Il dibattito interminabile, vasto e complicato sui dazi dà l’idea di qualcosa di stranamente familiare: un evento così lontano ci sembra tutto sommato vicino. Come mai? Le misure minacciate e avviate da Trump e le risposte promesse da parte degli interlocutori – Canada, Messico, Unione Europea – si configurano come un colossale botta e risposta. Trump impone dei dazi e Canada risponde – o promette di rispondere – con dazi uguali e contrari. Magari la risposta non sarà proprio uguale e contraria, ma tale appare all’opinione pubblica.
A una botta violenta deve opporsi una risposta altrettanto violenta. E’ l’equilibrio della violenza. La forma esemplare di questo equilibrio, è noto, è la legge del taglione: occhio per occhio, dente per dente. La legge del taglione ci appare rozzamente semplificatrice, primitiva, inadeguata. E invece. Prima dell’equilibrio del taglione vige la legge del più forte che fa quello che vuole. Lamech, nel libro biblico della Genesi, annuncia tronfio: “Ho ucciso un uomo per una mia scalfittura” (Gen 4, 28).

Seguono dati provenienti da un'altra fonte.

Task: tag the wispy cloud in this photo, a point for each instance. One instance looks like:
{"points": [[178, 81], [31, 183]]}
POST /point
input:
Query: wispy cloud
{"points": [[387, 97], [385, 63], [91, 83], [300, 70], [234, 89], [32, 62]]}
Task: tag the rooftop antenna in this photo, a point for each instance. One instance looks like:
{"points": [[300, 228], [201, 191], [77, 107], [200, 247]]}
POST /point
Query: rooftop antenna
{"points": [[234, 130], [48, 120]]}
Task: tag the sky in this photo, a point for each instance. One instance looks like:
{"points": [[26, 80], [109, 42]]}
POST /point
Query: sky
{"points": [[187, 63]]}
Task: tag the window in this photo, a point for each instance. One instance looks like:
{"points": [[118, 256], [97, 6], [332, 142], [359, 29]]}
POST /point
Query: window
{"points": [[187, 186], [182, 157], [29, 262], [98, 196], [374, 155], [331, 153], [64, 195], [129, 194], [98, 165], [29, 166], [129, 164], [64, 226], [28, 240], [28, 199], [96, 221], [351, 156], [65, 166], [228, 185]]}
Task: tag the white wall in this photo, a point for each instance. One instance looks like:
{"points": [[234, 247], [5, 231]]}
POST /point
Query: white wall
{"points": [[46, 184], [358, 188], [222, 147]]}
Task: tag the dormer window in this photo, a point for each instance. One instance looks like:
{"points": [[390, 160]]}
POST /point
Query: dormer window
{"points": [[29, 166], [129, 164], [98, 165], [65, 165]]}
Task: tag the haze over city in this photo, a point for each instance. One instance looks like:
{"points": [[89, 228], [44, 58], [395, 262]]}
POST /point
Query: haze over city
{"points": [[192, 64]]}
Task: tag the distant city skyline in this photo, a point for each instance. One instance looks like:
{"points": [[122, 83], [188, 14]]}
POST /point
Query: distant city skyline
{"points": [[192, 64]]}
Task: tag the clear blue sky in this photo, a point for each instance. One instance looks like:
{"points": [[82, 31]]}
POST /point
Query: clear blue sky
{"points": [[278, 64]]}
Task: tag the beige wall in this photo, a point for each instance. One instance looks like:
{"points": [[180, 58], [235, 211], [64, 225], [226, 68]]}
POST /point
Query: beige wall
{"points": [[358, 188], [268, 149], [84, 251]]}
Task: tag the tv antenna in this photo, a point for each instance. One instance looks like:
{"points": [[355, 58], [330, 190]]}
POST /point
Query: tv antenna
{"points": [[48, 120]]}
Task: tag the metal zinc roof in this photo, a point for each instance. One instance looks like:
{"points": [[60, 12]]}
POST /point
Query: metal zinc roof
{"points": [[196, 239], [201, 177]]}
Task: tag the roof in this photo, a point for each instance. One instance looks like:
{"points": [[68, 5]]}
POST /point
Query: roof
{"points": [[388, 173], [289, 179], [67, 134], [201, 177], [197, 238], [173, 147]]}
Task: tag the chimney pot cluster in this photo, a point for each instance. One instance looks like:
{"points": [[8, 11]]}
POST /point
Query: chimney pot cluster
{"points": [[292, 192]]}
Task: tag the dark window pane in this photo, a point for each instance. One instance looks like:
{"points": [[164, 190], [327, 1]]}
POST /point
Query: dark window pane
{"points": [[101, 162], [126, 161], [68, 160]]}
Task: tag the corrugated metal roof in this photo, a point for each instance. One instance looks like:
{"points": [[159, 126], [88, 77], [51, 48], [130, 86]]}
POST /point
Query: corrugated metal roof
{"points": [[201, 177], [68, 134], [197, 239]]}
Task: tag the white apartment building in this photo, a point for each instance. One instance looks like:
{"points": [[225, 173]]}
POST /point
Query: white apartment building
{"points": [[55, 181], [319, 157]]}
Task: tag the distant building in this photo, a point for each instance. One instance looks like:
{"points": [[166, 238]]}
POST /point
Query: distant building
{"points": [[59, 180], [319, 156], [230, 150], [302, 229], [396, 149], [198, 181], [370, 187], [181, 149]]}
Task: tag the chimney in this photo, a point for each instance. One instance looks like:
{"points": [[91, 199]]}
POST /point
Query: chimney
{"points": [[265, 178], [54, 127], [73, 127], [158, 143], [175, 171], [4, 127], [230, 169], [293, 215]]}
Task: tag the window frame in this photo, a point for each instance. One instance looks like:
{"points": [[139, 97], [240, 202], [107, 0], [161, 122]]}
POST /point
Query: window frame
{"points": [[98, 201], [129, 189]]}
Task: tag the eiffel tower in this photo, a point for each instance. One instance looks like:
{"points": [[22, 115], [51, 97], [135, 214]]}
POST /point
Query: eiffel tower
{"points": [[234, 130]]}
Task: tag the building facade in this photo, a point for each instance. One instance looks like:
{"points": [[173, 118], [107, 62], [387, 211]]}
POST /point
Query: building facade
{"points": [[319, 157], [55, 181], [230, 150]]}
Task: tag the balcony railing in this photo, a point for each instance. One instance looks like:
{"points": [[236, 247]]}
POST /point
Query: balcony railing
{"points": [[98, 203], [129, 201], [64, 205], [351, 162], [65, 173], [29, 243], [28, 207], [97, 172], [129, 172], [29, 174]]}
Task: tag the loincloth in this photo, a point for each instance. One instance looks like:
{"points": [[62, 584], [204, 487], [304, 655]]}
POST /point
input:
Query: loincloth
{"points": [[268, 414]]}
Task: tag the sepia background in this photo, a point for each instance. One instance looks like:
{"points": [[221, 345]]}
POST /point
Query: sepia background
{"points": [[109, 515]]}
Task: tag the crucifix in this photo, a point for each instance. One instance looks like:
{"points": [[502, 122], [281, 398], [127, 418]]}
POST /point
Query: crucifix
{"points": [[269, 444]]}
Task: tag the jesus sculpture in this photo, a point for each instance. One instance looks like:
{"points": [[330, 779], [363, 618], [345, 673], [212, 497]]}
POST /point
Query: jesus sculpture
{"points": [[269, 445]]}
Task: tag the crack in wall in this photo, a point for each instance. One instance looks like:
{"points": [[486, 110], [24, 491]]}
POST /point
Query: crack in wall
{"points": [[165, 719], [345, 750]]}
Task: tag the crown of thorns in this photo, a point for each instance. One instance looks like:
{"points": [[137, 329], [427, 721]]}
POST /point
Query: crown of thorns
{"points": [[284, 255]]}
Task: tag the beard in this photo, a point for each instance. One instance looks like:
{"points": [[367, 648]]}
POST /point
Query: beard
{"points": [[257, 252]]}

Di fronte allo squilibrio della violenza sregolata, taglione introduce una regola equilibratrice: occhio per occhio, dente per dente, appunto. Se uno subisce una violenza la può restituire, ma uguale a quella che ha ricevuto. Tuttavia, l’equilibrio del taglione è incerto, perché è possibile, teoricamente, che la vendetta vada avanti indefinitamente. D’altronde si citano molti casi, soprattutto di società primitive, nelle quali nessuno è riuscito a bloccare l’uccisione dettata dalla legge del taglione. È allora è capitato che, non potendo essere bloccato il botta-risposta della violenza, questa è andata avanti fino alla soppressione totale dei due clan in lotta.
La barbarie equilibrata del taglione si supera quando le due parti in lotta rinunciano allo scontro tra di loro e affidano a un terzo il compito di reprimere la violenza, anche con altra violenza. Ma, in quel caso, la violenza è quella di un terzo e non di una delle due parti in lotta. Questo dislocamento rende possibile fare violenza perché la violenza cessi. È la violenza, più o meno spettacolare, della giustizia. Ma bisogna che i due siano d’accordo e che il terzo che interviene, giudichi e, se necessario, reprima.
Ecco la crisi dei dazi ci è familiare perché mette in scena, nei grandi rapporti internazionali, i metodi più banali della violenza, con cui abbiamo a che fare quotidianamente: da due ragazzi che si scambiano botte, a due automobilisti che si scambiano gli insulti, ai clan mafiosi che rispondono ammazzando agli ammazzamenti subiti…
Oltretutto, questi contrasti obbligano a rispondere. Teoricamente, infatti, di fronte a una provocazione è possibile non rispondere, non infliggere la risposata alla botta subita. La risposta più forte è la non risposta, il tirarsi fuori della mischia. È la situazione tipica delle persone “superiori”, che usano la loro forza per affermare la loro “differenza” rispetto agli altri. Gli altri si azzuffano, loro no. La persona superiore, infatti, dice che la vera grandezza non sta nel vincere una mischia ma nel non ingaggiarla. I cortigiani litigano con gli altri cortigiani, ma il re non si sognerà mai di litigare con i cortigiani. Se lo facesse diventerebbe anche lui un cortigiano e non sarebbe più re.
Si potrebbe dire la stessa cosa notando che domina nei nostri rapporti quotidiani e negli stessi rapporti internazionali, un forte spirito borghese. Il borghese, infatti, si distingue dagli altri solo perché ha più soldi, più terreni, più case. Trump è borghese, e borghese è Musk e borghesi sono i ministri miliardari che fanno corona a Trump.
Ora, la differenza borghese è sempre una questione di quantità, non di qualità. Il borghese non arriverà mai a starsene fuori dalla mischia, perché se è arrivato dove è arrivato è proprio perché ha vinto innumerevoli battaglie in altrettante mischie. E anche arrivato al potere continuerà a fare il borghese, continuerà a lottare, come ha sempre fatto, sulla base di continue botte e risposte: con i dazi e non solo.
Per smettere di combattere bisognerebbe che smettesse di essere borghese. Ma per fare cosa? Se il re smette di fare il re può iniziare a fare il cortigiano, ma se il cortigiano smette di fare il cortigiano, che cosa gli resta da fare?
Abbiamo bisogno di qualche nobile, nobile di animo, in mancanza di nobili di lignaggio, di qualcuno che riscopra soprattutto la nobiltà del silenzio. Vorremmo che in mezzo a tutti questi cortigiani sorga qualcuno che, almeno per un istante, abbia la forza di fare il re.